The Other Conquest review

:. Director: Salvador Carrasco(II)
:. Starring: Elpidia Carrillo, Zaide Silvia Gutiérrez
:. Running Time: 1:50
:. Year: 1999
:. Country: Mexico

Director Salvador Carrasco's first film, The Other Conquest, has embarked on the North American continent. It is an ambitious film whose greatest failing is that is falls short of being a truly epic picture. This film yearns to be an epic, but ultimately fails to capture the violence surrounding the Spanish conquest of Mexico in 1521. It does not in any profound spiritual way explain the Spanish conquest over the Aztecs, and the resulting clash and ultimate grafting of two different religions in the form of a Virgin with the Tonantzin, the Aztec mother goddess. Given the recent release and box office flop of The Road to El Dorado (Dreamworks), The Other Conquest does prove that major studios are laughably behind the times and seemingly banking on grade school rhymes of the Nina, Pinta, and Santa Maria to lure the Latino population to theaters.

Damian Delgado plays Topiltzin, a son of Moctezuma, who a few years after the initial conquest of Mexico is one of the few remaining. He has written a codex recounting Aztec history as well as a remaining leader in his faith. He is captured by the Spaniards, but as his noble half sister Tecuichpo (Elpidia Carrillo) has taken up with Cortes (who by now has ditched La Malinche), spares his life but sends him to Fray Diego to be saved and converted. What follows is this “other conquest”, the conquest of the soul. It's the classic drama; fierce proud Indian versus ethnocentric, religous Fray Diego. Topiltzin fiercely resists Fray Diego's attempts, but as he points out to Fray Diego, the two of them are more similar than different in that neither will betray his God. It's a battle of wills that unfortunately is made to carry the entire movie without a deeper exploration into this historic moment of the fusion of two of the world's religions.

The film suggests that the human need for faith is so overwhelming, that man can find surrogate icons in another religion. Tonantzin, the Aztec Mother Goddess, and Maria are the same when viewed from the eyes of the faithful. While we see his devotion to Tonantzin, his desire for the Virgin Mary is rather puzzling. Topiltzin, after years of ignoring Fray Diego is suddenly overtaken by a desire to take the statue from the alter. He ultimately steals her, but for what purpose? To destroy her or to pray to her? Is he conquered or must he conquer her? We never quite know. Further, she survives intact while he perishes instantly. When Fray Diego finds them, he rearranges them to appear united. Again, to what purpose? If the film was to explain the time leading to the first apparitions of the Virgin Guadalupe, then it began with a lie.
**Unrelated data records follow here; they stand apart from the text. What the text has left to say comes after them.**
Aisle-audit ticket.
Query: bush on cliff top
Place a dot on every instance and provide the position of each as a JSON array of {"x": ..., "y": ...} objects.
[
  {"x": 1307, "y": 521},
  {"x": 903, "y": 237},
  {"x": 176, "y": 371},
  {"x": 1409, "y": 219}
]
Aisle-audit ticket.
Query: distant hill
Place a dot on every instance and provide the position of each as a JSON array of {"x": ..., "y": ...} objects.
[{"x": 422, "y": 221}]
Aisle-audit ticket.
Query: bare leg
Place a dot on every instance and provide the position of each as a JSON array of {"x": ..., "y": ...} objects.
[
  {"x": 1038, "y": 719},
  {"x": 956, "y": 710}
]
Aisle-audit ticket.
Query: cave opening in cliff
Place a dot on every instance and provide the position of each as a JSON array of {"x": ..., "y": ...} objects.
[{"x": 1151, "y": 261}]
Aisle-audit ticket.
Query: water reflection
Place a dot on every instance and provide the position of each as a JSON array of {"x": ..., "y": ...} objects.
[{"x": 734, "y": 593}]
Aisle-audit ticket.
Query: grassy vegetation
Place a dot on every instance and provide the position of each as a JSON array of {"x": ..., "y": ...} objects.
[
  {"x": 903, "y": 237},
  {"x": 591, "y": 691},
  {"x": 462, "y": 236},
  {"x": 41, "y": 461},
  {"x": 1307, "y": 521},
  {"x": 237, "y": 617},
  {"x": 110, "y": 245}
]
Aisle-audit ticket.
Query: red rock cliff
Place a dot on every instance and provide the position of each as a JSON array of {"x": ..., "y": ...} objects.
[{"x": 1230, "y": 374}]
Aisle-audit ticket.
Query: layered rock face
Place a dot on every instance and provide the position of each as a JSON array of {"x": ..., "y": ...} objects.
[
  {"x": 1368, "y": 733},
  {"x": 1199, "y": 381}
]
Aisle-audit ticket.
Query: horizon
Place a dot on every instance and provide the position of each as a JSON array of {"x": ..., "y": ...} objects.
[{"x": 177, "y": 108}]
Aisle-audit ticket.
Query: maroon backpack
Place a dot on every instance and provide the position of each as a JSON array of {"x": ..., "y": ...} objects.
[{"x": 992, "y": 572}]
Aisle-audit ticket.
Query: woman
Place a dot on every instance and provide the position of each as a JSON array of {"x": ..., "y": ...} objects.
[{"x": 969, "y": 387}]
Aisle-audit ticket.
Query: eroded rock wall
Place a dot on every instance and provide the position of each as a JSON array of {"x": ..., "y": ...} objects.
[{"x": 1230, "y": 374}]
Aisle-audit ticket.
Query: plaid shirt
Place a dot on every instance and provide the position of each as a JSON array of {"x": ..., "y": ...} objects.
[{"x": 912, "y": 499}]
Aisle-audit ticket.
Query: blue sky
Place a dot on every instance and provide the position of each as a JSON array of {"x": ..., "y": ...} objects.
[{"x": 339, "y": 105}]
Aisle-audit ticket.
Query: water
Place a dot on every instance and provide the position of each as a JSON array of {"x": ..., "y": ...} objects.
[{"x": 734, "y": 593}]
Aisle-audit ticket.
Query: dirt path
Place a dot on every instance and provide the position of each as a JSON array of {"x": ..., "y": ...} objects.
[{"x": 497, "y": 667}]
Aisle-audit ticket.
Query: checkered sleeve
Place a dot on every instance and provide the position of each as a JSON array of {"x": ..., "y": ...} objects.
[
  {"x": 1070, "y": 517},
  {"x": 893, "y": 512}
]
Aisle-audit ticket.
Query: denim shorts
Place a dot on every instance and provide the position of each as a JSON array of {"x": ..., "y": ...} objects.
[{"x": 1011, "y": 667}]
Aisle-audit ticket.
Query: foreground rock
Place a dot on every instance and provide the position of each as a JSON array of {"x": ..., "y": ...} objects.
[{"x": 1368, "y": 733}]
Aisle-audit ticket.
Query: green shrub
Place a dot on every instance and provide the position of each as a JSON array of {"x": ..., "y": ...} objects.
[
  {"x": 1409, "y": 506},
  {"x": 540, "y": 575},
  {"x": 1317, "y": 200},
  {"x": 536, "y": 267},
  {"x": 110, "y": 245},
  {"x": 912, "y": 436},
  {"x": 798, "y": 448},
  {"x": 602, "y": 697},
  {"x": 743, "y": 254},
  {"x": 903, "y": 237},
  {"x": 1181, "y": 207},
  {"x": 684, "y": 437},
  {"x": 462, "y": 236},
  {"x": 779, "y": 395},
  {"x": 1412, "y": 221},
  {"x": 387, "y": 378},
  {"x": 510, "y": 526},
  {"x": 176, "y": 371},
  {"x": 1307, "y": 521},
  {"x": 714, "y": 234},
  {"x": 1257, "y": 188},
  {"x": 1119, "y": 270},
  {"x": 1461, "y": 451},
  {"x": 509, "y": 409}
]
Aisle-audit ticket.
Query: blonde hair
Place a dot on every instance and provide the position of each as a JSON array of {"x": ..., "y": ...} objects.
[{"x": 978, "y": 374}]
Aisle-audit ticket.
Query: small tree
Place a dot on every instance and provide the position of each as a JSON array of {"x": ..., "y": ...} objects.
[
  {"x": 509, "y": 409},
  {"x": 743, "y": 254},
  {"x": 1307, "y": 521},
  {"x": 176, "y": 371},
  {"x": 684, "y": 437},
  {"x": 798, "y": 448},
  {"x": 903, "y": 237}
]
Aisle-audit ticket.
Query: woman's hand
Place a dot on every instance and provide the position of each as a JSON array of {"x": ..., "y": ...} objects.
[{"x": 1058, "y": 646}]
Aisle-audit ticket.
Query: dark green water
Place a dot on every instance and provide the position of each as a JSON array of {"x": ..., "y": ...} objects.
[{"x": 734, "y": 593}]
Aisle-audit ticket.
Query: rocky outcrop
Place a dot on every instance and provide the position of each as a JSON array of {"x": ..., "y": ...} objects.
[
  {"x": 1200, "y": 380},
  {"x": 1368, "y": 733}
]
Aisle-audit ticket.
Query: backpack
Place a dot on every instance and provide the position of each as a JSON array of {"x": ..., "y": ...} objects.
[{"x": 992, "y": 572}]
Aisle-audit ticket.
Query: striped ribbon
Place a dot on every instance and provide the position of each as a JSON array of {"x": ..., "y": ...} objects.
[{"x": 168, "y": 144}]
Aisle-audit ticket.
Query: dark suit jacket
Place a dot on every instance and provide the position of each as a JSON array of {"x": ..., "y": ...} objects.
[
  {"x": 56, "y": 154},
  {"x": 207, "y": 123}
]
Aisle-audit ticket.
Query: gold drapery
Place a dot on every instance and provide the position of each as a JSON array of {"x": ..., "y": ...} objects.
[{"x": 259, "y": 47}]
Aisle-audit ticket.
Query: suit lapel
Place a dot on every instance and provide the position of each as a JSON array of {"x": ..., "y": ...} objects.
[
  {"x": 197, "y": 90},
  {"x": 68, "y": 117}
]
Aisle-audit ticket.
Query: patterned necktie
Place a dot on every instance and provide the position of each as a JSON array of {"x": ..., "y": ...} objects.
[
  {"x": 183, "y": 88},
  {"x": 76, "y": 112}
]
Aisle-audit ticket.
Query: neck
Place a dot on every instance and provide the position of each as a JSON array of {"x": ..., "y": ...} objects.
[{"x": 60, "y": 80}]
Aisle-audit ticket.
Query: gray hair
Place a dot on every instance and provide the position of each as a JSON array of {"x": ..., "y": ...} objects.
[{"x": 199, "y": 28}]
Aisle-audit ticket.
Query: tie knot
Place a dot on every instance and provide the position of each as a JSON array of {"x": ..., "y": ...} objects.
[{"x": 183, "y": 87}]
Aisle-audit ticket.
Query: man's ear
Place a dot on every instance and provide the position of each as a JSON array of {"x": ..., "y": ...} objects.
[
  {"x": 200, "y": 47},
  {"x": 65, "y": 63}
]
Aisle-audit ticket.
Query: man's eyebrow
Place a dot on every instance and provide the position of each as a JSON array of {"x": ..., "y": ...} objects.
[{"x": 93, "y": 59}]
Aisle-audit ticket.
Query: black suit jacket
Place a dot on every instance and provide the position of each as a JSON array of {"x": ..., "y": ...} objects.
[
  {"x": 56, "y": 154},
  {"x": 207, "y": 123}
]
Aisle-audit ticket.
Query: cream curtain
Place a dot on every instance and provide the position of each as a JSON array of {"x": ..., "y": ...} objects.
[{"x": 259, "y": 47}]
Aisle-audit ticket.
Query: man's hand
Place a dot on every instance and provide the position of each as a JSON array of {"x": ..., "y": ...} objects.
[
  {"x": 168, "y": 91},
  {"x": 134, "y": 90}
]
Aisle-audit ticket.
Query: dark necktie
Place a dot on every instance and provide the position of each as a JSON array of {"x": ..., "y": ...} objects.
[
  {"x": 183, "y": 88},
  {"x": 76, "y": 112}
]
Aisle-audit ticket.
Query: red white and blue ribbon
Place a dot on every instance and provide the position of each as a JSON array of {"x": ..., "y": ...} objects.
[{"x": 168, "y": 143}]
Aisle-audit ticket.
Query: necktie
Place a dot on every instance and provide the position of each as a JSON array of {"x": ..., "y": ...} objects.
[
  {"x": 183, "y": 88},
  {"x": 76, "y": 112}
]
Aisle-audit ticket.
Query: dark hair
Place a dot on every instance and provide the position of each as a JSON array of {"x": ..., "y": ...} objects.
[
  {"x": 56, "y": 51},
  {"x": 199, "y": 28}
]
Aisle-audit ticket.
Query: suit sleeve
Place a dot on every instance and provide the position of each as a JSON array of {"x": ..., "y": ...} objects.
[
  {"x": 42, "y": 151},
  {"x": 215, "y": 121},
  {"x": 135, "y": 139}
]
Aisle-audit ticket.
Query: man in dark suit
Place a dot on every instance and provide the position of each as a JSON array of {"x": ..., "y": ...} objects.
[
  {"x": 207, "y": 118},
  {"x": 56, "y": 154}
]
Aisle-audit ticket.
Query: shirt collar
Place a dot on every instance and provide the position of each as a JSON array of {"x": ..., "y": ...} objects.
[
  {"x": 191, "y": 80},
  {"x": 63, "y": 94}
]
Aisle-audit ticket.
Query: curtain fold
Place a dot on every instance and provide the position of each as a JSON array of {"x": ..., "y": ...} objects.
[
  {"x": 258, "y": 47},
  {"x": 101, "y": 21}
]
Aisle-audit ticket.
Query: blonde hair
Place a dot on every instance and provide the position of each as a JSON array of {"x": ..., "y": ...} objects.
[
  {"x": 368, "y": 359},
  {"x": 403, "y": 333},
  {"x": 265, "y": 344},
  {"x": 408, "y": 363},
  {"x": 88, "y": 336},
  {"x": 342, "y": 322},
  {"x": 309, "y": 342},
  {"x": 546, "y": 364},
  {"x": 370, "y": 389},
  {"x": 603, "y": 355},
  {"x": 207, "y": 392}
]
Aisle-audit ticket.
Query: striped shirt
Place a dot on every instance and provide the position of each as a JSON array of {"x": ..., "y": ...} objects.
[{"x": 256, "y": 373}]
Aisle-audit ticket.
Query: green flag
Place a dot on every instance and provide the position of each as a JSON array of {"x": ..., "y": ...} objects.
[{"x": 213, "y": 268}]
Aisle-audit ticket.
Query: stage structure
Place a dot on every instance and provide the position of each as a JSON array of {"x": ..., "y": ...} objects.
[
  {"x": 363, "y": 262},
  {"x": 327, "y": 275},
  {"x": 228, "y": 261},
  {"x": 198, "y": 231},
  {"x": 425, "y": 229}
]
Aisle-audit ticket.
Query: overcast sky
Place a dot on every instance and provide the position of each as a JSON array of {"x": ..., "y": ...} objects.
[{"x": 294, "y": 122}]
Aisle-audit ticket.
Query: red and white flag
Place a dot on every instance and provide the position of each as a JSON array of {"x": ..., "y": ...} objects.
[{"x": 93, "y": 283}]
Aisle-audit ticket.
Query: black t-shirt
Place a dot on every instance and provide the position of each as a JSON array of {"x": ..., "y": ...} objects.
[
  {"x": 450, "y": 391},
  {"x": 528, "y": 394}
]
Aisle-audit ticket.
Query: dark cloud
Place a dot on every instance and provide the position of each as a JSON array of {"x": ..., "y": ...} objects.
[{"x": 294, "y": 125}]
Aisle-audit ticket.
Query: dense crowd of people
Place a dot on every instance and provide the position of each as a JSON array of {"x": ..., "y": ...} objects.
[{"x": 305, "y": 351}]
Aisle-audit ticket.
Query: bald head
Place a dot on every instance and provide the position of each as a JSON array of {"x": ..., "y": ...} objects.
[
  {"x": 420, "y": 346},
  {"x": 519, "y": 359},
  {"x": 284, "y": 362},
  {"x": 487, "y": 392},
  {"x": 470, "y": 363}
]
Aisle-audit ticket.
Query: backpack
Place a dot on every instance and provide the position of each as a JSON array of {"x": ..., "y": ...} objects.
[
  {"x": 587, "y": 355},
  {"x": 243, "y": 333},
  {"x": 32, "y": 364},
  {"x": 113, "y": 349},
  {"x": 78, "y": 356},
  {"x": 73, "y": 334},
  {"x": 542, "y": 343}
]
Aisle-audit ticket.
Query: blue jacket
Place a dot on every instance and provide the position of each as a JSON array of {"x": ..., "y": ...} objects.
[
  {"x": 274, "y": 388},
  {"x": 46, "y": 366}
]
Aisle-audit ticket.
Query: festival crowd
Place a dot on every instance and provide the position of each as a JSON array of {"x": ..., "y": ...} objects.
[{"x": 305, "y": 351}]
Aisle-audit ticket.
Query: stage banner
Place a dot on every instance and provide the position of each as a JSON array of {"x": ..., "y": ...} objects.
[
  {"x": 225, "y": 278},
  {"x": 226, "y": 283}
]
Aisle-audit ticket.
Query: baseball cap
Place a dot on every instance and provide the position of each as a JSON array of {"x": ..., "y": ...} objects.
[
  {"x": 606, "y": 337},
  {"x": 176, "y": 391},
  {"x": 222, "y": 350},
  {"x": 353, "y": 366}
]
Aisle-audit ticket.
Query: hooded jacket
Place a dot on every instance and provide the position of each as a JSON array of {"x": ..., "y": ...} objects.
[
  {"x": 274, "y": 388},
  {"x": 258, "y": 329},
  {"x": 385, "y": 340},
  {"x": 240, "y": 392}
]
Carrasco's direction is uneven—while some surreal, beautiful moments exist and capture an essence, something is missing, and that something is scenes on a grand scale to make this film truly epic. What was needed was a deeper sense of loss and of grandeur. The way it was filmed it was as if there were 20 or so Aztecs and a handful of Spaniards. Further, the lack of light in the film gave me the impression that it was filmed in a confined space. Of course, the oppressive lighting could have been used to the advantage of demonstrating the defeat of the Aztecs, but it does not. The opening sacrifice of an Aztec virgin is quite haunting visually and conveys the sense of faith and family of the Aztecs, and it also serves as an ingenuous counterpoint to the brutality of the Spaniards, who though repulsed by Aztec practices, have no problem justifying their own bloody violence that in one scene involves whipping Topiltzin with a chain and then holding a flame to his open wounds.

The acting is sometimes over opulent for the setting. While Inaki Aierra plays Cortes convincingly as an arrogant Spaniard and Damian Delgado gives Topiltzin grace, they are so locked into a structured, preordained, and sometimes melodramatic script that we do not see anyone fully develop. Fray Diego's character is complex, veering between a man caught between God, gold, and glory in Las Americas but also not hesistant to call the Aztec language the language of dogs and then later guard scraps of the Codex in his Bible.

In short, I wanted more. I wanted to see the tragedy of the Aztec library going down in flames and feel the loss and horror as entire cities were destroyed. By putting the characters in this setting the audience might have a wider vision of the chasm and ultimiate fusion between Aztecs and the Spaniards.

The director's desires are more apparent than what he is able to convey. By leaving an ambiguous ending he leaves the spiritual conquest unexplained.